Thanks for the reply and I will try out your advise that you wrote in your first answer, but heating up the housing is what I am worried about  I would rather not end up melting the driver and led board.

Do you simply just use your oven in the kitchen at low heat to heat up the housing when its build up with electronics?


----------



## Andy13 (Nov 21, 2006)

"in readiness for the occasional hammering"? 
Got it!


----------



## yetibetty (Dec 24, 2007)

Frede said:


> Thanks for the reply and I will try out your advise that you wrote in your first answer, but heating up the housing is what I am worried about  I would rather not end up melting the driver and led board.
> 
> Do you simply just use your oven in the kitchen at low heat to heat up the housing when its build up with electronics?
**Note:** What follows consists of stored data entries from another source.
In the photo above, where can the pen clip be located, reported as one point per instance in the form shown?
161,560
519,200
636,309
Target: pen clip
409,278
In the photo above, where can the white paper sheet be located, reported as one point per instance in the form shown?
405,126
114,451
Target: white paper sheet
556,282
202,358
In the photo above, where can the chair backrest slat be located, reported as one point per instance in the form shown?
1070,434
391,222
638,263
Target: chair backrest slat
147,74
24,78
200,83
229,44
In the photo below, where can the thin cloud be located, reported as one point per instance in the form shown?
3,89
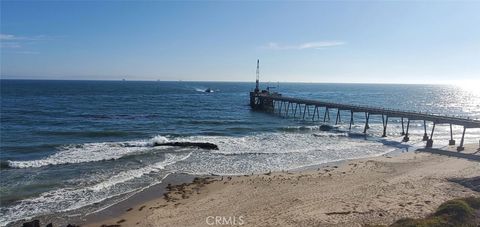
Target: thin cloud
20,43
22,52
10,37
303,46
10,45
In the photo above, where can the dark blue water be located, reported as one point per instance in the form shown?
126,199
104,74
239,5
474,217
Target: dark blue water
68,144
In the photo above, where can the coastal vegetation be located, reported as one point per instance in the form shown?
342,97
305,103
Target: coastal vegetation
457,212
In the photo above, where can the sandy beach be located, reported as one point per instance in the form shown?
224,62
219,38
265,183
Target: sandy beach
376,190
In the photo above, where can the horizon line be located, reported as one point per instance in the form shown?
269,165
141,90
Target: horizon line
228,81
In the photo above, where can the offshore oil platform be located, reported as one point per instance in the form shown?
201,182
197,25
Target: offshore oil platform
275,103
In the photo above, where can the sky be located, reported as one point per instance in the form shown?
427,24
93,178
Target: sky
345,42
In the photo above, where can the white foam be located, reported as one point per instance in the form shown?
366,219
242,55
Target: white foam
65,199
91,152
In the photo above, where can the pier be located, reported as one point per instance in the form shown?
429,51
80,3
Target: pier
304,109
273,102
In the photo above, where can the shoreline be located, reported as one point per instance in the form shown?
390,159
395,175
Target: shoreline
142,203
313,196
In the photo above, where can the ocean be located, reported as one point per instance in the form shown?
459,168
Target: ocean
69,144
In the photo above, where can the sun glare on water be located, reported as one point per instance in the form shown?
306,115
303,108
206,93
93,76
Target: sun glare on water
472,86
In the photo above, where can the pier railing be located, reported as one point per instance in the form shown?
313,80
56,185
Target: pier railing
278,104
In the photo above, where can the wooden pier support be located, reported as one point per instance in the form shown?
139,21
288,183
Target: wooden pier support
425,136
451,141
430,141
367,116
327,113
338,117
385,123
295,111
461,148
403,131
304,111
351,120
406,138
276,103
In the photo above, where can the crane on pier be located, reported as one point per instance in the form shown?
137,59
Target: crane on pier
257,89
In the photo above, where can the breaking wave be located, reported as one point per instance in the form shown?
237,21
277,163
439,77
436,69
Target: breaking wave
91,152
66,199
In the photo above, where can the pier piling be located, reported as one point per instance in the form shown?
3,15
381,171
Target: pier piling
425,136
451,141
430,141
461,148
270,102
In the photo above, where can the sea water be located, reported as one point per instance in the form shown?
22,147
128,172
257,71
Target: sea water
68,144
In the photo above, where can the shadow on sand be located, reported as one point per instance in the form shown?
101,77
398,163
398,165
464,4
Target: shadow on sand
470,156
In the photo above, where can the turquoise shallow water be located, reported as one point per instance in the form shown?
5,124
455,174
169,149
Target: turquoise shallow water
68,144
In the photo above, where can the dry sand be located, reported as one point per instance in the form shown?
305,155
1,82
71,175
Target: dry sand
377,190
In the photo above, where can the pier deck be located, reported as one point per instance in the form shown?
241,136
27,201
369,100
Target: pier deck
276,103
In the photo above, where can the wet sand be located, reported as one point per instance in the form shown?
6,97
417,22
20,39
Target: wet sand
376,190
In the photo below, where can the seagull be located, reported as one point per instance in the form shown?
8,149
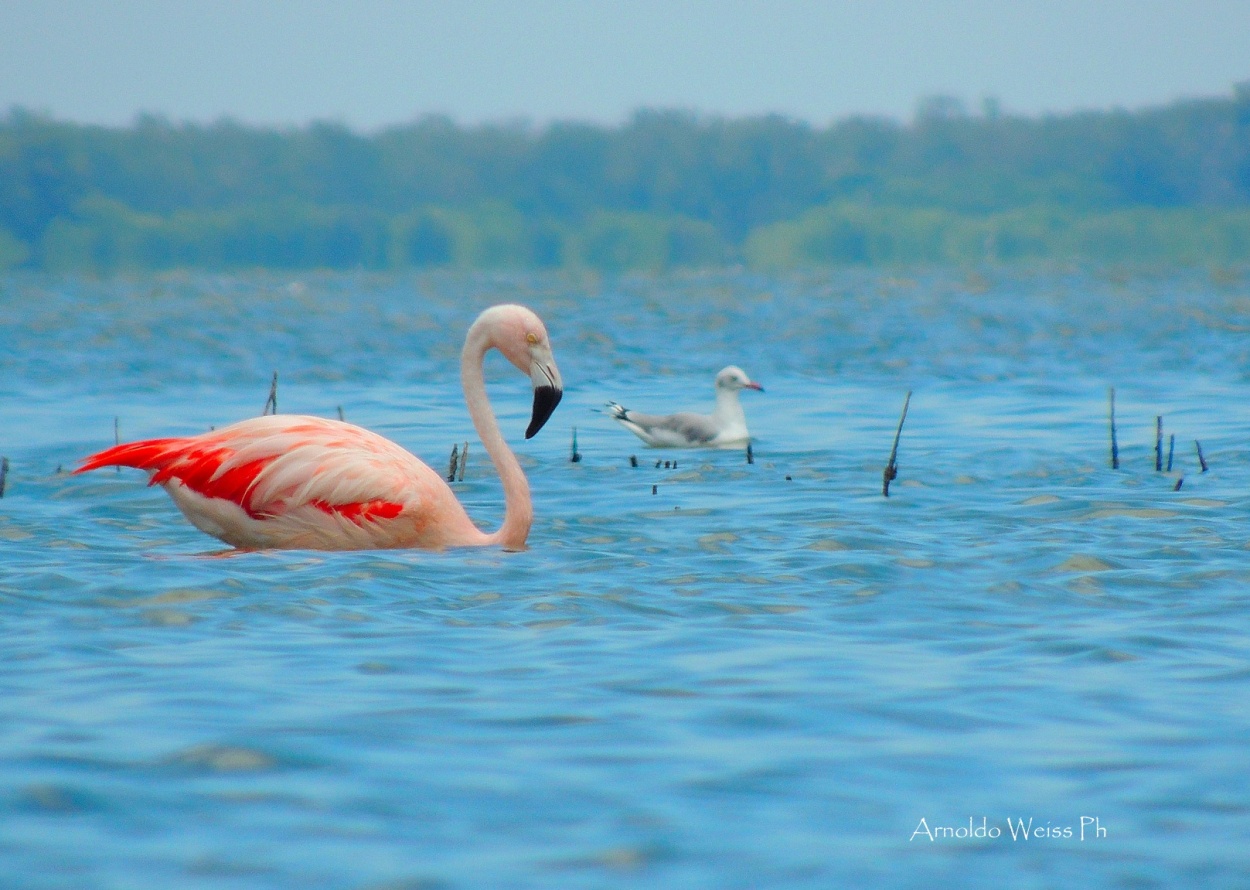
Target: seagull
724,428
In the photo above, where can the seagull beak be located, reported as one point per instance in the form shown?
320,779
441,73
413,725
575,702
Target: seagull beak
548,391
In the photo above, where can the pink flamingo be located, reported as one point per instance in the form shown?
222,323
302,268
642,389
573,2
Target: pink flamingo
305,483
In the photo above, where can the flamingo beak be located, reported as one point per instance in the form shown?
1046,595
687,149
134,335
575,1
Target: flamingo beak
548,391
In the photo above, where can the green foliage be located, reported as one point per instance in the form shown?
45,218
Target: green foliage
848,234
664,190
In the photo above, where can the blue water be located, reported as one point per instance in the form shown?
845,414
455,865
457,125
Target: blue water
759,675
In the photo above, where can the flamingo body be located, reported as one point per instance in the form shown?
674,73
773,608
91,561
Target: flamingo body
295,481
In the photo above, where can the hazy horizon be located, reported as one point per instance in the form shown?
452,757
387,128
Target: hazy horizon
383,64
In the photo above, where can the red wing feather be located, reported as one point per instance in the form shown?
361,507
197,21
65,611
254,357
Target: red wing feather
196,465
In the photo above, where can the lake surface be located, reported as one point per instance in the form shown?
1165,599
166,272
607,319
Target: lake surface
713,675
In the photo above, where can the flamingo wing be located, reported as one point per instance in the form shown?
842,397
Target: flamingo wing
296,481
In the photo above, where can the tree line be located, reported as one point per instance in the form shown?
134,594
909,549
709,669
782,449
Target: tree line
665,189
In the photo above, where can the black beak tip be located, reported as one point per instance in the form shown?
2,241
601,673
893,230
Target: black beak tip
545,399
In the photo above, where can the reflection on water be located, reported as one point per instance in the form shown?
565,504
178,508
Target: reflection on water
759,675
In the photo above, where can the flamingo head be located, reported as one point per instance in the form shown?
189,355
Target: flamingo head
735,379
521,336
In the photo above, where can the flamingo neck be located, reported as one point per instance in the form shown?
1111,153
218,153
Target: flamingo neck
518,506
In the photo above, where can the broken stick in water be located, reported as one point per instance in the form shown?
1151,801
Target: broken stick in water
271,401
1115,446
891,469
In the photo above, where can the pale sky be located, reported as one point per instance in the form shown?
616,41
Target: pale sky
375,63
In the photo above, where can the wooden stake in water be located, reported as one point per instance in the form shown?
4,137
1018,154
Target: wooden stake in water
271,401
891,469
1115,446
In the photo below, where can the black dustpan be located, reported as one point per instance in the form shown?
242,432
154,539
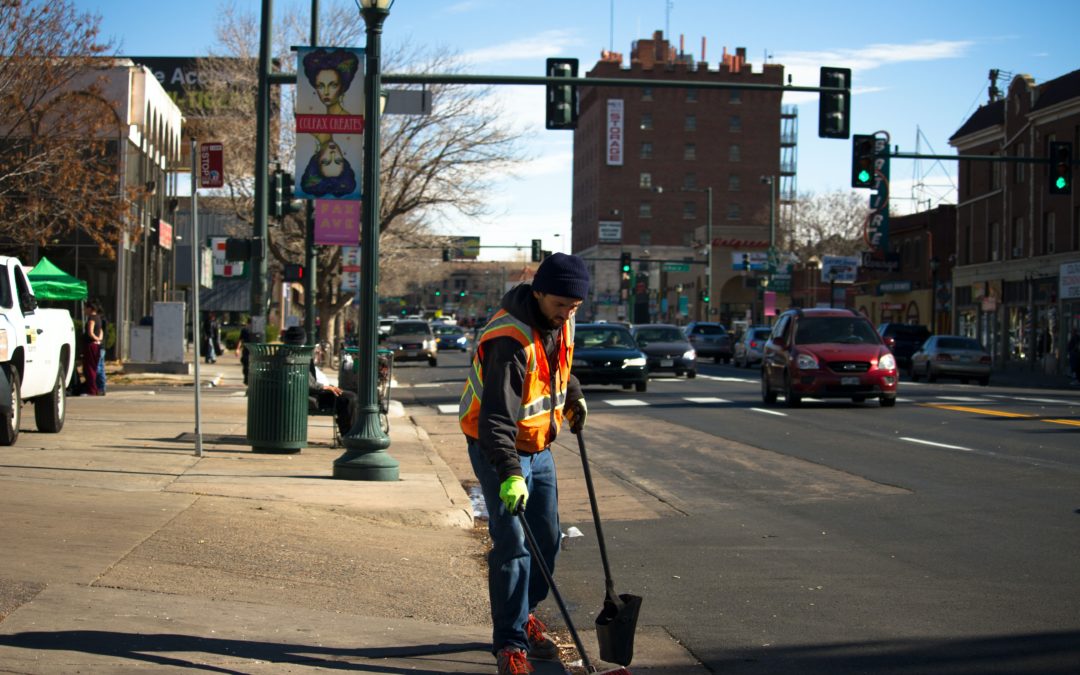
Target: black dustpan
618,621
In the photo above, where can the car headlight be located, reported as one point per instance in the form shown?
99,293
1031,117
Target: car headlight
806,362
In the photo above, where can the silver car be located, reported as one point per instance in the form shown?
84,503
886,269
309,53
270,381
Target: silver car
747,350
950,355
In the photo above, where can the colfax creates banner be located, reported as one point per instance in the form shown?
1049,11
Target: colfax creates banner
329,123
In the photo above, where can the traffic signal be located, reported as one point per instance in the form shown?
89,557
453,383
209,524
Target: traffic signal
862,161
277,193
834,108
288,204
563,98
1061,167
293,272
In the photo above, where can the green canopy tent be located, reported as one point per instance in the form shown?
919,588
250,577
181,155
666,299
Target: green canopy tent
52,283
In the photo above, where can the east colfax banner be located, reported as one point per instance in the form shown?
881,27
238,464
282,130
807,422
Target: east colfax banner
329,139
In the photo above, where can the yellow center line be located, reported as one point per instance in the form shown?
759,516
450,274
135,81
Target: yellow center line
963,408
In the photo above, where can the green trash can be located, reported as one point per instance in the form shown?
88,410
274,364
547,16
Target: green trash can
278,396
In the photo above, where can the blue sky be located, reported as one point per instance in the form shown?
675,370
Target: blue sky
919,67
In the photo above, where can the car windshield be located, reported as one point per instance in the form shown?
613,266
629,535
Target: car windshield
660,335
819,329
959,343
408,327
585,338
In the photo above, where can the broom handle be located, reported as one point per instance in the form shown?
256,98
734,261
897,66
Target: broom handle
554,590
609,583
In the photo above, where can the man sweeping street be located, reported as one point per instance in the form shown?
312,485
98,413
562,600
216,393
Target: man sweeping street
518,390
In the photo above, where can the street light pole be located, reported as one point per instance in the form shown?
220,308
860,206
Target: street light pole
365,458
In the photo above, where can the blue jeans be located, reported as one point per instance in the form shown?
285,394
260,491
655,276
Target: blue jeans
100,372
515,584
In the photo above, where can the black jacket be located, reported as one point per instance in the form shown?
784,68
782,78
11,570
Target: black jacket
504,365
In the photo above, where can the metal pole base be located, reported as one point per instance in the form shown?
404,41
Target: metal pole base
365,457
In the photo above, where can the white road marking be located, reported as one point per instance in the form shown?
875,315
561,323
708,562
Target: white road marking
1050,401
717,378
625,403
944,445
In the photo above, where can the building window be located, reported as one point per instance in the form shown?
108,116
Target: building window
1017,238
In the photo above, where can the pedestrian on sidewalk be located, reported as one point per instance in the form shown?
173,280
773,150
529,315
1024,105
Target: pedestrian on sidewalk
91,350
1074,350
520,388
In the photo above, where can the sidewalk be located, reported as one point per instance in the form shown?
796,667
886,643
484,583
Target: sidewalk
125,553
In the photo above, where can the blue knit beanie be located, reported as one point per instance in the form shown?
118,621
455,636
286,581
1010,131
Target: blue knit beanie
564,275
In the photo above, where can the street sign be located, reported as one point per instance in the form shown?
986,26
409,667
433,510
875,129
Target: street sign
211,165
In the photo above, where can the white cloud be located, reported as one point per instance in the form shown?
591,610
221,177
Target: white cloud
539,45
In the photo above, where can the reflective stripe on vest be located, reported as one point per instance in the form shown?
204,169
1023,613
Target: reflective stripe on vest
536,416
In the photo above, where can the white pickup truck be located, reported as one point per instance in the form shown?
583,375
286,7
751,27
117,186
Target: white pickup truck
37,355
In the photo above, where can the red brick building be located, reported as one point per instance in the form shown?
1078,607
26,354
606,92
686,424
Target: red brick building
646,161
1017,270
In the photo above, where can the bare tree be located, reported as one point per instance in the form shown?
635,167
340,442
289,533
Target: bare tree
430,164
59,137
829,224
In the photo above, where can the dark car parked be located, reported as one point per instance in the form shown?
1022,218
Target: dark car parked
827,353
710,339
666,349
608,354
907,338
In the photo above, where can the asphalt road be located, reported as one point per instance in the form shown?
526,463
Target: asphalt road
940,536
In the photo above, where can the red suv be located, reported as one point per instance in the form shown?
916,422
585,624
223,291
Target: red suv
827,353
You don't have to get it that hot I just turn the light on 'till it gets hot or blast it with a hair dryer ( I hear that Brad lends his out )


----------



## ecthelion (May 6, 2007)

I've ordered this one . .


----------



## brad72 (Jun 12, 2009)

yetibetty said:


> You don't have to get it that hot I just turn the light on 'till it gets hot or blast it with a hair dryer ( I hear that Brad lends his out )


Looks like I dug myself a big hole with my Fank-n-Furter joke Oh Brad..Ohh Janet

I do like the plastic idea though Yeti. Light and flexible but easy to fabricate.


----------



## emu26 (Jun 23, 2008)

brad72 said:


> Looks like I dug myself a big hole with my Fank-n-Furter joke Oh Brad..Ohh Janet
> 
> I do like the plastic idea though Yeti. Light and flexible but easy to fabricate.


Plastic? I thought you got around in lycra


----------



## SBJohn (Feb 5, 2010)

I use a velcro strap.


----------



## bikerjay (Sep 16, 2007)

I use gopro camera mounts now. It's nice, so many different ways to mount my gopro or my light. I just cut part of one of the 90 deg bend pieces off and bolted it to to the bottom of the light. Now my light has plastic tabs just like the gopro housing. It's nice to have my light on a tripod while camping or working outside at night.


----------



## Mark2c (Apr 25, 2007)

*Cable Ties...*

I'm using cable ties:


----------



## BeastRider (Oct 20, 2011)

That appears to be a neon tube on the back of your helmet. What type is it?


----------



## Goldigger (Nov 6, 2009)

BeastRider said:


> That appears to be a neon tube on the back of your helmet. What type is it?


One of these
FIBRE FLARE Full Length The ultimate safety light! fibre-optic technology! - Red | eBay


----------



## BeastRider (Oct 20, 2011)

Goldigger said:


> One of these
> FIBRE FLARE Full Length The ultimate safety light! fibre-optic technology! - Red | eBay


Looks pretty interesting. Would love to see a night shot!!


----------



## Goldigger (Nov 6, 2009)

BeastRider said:


> Looks pretty interesting. Would love to see a night shot!!


----------



## mattthemuppet (Jul 16, 2004)

tbh, that video makes them look _really_ dim, especially in the streets with sodium lighting. Love the hipsterfest though


----------



## Mark2c (Apr 25, 2007)

The red ones are quite bright - without being a PITA for following riders.


----------



## Goldigger (Nov 6, 2009)

mattthemuppet said:


> tbh, that video makes them look _really_ dim, especially in the streets with sodium lighting. Love the hipsterfest though


Dam I was going to get a load of blue ones and tron my ride


----------



## Dawbs96 (Feb 5, 2012)

all look a wicked setup wouldnt mind one myself ahaa


----------



## The Understater (May 6, 2007)

*Custom mount.*

This one's a couple of years old.
I'm buying a new helmet and building a new version soon.

b.


----------



## BrianMc (Jan 5, 2010)

A helmet pivot mount for a Planet Bike Turbo:



Keeping it vertical is critical because of its narrow beam.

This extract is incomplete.